A personal tribute to Agnes Martin by fellow artist Rosemarie Castoro

Agnes Martin in her studio in New Mexico, 1992, photographed by Charles Rushton

Agnes Martin in her studio in New Mexico, 1992, photographed by Charles Rushton
Photograph © Charles Rushton, courtesy Charles Rushton

When Agnes Martin declared in a packed Pasadena lecture hall: ‘Artists have to be lonely,’ I spoke up and said: ‘Agnes, all you have to do is pick up the telephone.’ She turned to my familiar voice and replied: ‘MaryRose (transposing my name), did you come here to bug me?’ I laughed, since years earlier, in 1977, when I was visiting Agnes in Boulder, Colorado, I missed her call.

She had sent me a postcard telling me when she would place the call, as she had to drive sixteen miles to town to do so. I was conducting a symposium at that moment in Boulder and couldn’t be home next to a phone. Waiting for the spring break, I set out in a 1954 Chevy bought for the occasion, dog and bicycle in tow, to track her down according to the map she drew for me a few years earlier when she set off westward-ho in an old jeep. She confessed to me that she had stopped painting and just ‘made garages’. I told her she was making sculpture in her homesteading endeavours. The map showed a few forks in the canyon road, but when I got to the area, there were quite a few more with skeletal cow remains as secret signposts. The sun was setting and I backed out of the canyon, went into town and sent her a postcard from Cuba, New Mexico.

Photograph from Rosemarie Castoro’s Journal, 1970-71

Photograph from Rosemarie Castoro’s Journal, 1970-71
© Rosemarie Castoro, courtesy Broadway 1602, New York

I had met Agnes in her studio in the late 1960s. We were both painters who made ‘paste-ups’ for a living, with triangles and T-squares on drafting boards as our tools in trade. I was using Prismacolor pencils at the time, cutting out huge triangles from cardboard to make multichrome paintings, and the straight edge of the canvas stretchers as my ‘drafting table’. Back then painters had a camaraderie, meeting through other painters. Often we would meet at bars, or visit each other’s studios for tea.
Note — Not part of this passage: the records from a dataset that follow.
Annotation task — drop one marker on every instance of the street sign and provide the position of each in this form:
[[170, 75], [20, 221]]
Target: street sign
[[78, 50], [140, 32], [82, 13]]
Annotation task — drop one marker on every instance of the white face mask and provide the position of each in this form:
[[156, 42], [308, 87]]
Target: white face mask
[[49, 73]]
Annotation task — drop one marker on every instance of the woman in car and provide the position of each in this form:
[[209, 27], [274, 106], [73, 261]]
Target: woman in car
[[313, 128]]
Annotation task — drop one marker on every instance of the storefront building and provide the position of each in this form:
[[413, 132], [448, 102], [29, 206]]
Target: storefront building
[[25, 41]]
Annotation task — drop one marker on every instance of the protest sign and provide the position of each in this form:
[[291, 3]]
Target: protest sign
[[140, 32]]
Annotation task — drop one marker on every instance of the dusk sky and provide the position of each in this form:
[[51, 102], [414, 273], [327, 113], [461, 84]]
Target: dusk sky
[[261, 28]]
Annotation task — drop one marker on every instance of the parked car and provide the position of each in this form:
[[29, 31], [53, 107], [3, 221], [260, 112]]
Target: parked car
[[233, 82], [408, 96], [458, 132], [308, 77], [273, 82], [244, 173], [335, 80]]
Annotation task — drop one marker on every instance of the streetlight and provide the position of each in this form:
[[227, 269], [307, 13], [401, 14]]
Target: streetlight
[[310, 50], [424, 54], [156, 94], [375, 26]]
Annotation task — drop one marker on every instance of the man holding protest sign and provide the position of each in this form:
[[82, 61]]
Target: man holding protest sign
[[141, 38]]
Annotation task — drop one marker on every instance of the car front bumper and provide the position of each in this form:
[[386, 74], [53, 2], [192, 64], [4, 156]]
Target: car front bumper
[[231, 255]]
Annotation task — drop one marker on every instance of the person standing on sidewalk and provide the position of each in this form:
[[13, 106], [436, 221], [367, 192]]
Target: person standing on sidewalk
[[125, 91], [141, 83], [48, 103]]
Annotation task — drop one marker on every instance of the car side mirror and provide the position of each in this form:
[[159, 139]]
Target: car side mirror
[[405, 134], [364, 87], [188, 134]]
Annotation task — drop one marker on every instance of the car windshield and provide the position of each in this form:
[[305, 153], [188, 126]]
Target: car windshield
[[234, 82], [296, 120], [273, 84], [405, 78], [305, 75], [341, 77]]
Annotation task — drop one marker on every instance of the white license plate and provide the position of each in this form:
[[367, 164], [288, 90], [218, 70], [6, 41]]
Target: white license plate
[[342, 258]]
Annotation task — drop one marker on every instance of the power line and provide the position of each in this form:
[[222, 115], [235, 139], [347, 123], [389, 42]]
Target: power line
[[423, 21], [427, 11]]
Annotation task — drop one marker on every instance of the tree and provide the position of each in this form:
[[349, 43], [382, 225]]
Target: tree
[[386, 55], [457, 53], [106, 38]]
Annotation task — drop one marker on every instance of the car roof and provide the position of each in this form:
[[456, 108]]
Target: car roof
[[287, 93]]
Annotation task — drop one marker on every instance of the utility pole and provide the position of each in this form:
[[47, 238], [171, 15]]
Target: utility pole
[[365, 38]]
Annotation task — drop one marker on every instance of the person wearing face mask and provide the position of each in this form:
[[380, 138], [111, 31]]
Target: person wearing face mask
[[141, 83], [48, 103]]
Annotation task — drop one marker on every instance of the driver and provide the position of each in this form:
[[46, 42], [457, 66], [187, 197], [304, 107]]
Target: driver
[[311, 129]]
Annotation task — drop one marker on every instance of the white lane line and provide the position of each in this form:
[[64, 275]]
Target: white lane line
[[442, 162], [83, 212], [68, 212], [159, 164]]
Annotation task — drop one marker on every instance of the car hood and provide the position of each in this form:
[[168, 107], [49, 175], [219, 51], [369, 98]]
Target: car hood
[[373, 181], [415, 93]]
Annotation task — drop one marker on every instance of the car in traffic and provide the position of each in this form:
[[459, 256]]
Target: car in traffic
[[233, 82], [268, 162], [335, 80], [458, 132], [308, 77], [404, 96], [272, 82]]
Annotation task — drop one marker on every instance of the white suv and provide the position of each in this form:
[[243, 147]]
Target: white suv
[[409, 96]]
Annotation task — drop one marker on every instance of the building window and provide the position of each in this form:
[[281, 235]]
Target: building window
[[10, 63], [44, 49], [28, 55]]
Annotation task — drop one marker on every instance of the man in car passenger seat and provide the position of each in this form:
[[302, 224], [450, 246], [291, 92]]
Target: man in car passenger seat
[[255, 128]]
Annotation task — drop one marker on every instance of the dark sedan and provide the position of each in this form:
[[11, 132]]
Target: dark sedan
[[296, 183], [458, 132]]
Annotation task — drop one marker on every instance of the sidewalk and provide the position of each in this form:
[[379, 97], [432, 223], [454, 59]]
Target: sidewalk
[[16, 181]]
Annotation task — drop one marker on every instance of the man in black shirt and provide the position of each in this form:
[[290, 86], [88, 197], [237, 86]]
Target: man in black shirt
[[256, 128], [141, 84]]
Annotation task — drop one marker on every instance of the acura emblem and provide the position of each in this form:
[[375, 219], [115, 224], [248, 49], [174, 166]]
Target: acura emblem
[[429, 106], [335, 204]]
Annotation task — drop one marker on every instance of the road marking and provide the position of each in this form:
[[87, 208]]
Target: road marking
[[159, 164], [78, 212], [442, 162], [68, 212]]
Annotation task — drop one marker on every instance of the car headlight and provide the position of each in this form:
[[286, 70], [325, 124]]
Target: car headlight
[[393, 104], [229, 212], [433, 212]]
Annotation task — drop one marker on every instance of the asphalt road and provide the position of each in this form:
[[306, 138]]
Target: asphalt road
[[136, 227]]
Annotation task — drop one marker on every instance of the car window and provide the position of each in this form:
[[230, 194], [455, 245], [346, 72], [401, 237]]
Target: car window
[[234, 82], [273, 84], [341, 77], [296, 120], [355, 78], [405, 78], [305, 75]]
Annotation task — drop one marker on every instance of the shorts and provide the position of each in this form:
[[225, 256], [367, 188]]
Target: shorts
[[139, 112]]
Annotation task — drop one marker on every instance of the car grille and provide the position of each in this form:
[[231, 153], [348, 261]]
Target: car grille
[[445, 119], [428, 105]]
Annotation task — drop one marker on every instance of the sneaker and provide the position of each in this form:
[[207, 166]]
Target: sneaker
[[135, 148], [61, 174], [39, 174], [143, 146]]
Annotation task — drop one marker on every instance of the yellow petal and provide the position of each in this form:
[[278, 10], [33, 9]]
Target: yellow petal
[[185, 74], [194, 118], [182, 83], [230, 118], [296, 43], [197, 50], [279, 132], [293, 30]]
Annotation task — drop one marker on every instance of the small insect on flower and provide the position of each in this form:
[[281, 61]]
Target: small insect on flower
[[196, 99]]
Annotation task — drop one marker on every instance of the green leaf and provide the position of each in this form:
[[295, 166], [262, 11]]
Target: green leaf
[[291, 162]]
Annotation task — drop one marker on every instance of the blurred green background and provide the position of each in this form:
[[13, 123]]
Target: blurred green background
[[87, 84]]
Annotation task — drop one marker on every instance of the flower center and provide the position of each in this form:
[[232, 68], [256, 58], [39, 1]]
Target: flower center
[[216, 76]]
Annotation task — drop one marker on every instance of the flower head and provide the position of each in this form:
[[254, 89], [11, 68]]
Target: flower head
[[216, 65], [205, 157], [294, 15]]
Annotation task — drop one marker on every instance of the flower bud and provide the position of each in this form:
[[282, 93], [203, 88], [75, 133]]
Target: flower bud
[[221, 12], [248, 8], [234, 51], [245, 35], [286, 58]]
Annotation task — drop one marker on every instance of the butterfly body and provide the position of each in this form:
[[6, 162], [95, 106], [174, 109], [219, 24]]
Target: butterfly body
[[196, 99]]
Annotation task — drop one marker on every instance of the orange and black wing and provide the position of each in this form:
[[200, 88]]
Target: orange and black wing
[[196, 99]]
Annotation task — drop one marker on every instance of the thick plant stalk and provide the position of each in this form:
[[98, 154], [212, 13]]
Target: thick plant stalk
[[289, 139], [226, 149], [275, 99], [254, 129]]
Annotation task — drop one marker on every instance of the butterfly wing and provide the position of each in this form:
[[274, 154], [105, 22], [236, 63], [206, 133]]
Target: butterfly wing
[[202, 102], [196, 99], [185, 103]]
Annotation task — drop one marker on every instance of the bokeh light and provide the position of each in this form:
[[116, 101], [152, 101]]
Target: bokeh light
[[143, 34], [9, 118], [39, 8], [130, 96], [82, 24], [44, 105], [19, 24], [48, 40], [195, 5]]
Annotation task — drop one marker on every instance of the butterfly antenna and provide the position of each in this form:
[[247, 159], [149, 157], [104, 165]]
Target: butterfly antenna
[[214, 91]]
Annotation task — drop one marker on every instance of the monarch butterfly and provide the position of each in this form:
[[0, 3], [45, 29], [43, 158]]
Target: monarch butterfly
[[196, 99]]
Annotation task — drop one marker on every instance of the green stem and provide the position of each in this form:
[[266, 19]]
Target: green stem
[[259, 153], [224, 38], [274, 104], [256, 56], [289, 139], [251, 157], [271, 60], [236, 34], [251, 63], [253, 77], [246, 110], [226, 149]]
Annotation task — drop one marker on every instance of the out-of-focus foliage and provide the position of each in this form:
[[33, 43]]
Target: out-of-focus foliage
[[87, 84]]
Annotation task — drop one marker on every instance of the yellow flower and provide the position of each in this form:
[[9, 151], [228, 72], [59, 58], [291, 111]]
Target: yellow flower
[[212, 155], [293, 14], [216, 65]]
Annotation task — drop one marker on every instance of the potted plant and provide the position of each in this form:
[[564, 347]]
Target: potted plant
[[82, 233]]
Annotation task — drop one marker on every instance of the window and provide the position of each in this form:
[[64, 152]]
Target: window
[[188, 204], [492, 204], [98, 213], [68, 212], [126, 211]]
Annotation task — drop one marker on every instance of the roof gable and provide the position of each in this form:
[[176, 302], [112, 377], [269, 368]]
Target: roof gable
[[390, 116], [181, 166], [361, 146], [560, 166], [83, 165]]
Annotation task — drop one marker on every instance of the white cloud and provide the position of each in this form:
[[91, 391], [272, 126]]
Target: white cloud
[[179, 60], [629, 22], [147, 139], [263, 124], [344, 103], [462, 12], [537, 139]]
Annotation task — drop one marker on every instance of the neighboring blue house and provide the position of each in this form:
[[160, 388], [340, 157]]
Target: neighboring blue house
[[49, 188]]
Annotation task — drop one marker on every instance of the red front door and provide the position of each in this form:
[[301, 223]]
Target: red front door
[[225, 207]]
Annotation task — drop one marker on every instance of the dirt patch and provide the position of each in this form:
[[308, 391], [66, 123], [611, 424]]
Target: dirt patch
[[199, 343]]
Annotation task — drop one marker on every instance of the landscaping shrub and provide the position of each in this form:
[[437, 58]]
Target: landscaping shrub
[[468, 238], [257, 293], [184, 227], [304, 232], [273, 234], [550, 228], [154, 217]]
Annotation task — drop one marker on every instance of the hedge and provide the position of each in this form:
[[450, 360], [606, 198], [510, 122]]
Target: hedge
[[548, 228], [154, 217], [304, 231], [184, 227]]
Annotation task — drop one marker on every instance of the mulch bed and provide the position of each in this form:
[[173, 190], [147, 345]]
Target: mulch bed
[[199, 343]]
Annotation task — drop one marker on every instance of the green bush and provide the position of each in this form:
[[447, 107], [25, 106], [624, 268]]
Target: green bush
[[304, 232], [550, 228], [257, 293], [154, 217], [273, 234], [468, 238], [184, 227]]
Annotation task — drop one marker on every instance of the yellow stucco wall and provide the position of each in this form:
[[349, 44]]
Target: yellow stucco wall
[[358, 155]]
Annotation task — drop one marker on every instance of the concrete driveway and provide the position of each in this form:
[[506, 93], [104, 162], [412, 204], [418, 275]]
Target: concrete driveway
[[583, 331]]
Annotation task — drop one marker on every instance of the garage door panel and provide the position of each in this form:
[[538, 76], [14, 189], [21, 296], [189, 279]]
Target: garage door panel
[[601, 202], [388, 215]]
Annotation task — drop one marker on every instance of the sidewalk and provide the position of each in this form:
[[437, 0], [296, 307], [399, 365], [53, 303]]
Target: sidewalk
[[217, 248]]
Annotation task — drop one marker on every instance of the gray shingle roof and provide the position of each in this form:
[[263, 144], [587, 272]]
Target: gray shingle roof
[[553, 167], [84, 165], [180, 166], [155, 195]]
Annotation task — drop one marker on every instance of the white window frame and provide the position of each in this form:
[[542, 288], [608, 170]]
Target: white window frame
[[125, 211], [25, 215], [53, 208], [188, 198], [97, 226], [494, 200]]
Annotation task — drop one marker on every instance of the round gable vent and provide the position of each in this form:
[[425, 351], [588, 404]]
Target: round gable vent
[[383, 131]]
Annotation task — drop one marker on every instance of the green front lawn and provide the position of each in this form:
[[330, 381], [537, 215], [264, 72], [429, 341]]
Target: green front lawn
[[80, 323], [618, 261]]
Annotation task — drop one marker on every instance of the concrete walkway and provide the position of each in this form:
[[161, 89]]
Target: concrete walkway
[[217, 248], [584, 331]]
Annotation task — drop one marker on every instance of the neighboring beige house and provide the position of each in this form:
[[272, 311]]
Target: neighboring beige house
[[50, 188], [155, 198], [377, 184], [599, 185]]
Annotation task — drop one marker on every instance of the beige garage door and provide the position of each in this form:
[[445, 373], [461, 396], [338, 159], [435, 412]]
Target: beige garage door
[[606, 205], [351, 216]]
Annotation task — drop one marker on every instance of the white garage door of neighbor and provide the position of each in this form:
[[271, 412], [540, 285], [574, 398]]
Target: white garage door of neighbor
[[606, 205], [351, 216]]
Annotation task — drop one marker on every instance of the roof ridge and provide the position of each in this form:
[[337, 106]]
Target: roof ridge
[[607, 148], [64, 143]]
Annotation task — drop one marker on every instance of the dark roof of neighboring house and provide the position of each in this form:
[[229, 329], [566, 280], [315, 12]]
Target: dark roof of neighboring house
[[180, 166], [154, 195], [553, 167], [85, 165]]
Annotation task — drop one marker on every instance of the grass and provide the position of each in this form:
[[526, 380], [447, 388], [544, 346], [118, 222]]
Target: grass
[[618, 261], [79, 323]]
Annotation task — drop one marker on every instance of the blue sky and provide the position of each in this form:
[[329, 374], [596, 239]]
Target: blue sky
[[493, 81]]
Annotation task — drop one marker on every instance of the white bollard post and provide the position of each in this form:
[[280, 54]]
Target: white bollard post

Rosemarie Castoro, Guinness Martin 1972

Rosemarie Castoro
Guinness Martin 1972
Masonite, gesso, graphite and modelling paste, 914 x 4572mm
© Rosemarie Castoro, courtesy Broadway 1602, New York

In 1972 I made a ‘cut-out’ brush work for Agnes which was part of a series of wall sculptures created with a non-art brush – this one was a large broom – that spelled out her name in Pitman shorthand. I had made a series of these portraits based on friends’ names. ‘Guinness Martin’ came about as a disguise of Agnes’s name.